= National Monuments of Mexico =

The National Monuments of Mexico refers to the buildings and monuments that are protected heritage of the nation, and are declared as such in the Registro Público de Monumentos y Zonas Arqueológicos e Históricos maintained by the Instituto Nacional de Antropología e Historia and the Registro Público de Monumentos y Zonas Artísticos maintained by the Instituto Nacional de Bellas Artes y Literatura.

== Archeological monuments and zones ==
"Archaeological" refers to paleontological and pre-Hispanic structures, zones, remnants, etc.

== Historical monuments ==
"Historical" refers to post-Conquest 16th- to 19th-century structures, zones, documents, etc.

Due to their importance in Mexico's art history, all works by José María Velasco Gómez, Dr.

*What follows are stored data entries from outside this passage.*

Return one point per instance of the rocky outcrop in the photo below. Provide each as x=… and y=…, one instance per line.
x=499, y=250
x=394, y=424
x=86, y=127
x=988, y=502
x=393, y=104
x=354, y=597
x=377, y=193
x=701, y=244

Atl, José Clemente Orozco and Diego Rivera were declared historical monuments.

== Artistic monuments ==
"Artistic" refers to properties that are of significant aesthetic value. The valuation of aesthetic value is left to the Comisión Nacional de Zonas y Monumentos Artísticos (National Commission of Artistic Zones and Monuments). This commission is composed of the Director of INBAL, a representative of the Secretaría de Desarrollo Urbano y Ecología, a representative of UNAM, and three individuals affiliated with the arts picked by the Director.

Some works from artists such as Frida Kahlo, David Alfaro Siqueiros and Remedios Varo have been deemed artistic monuments.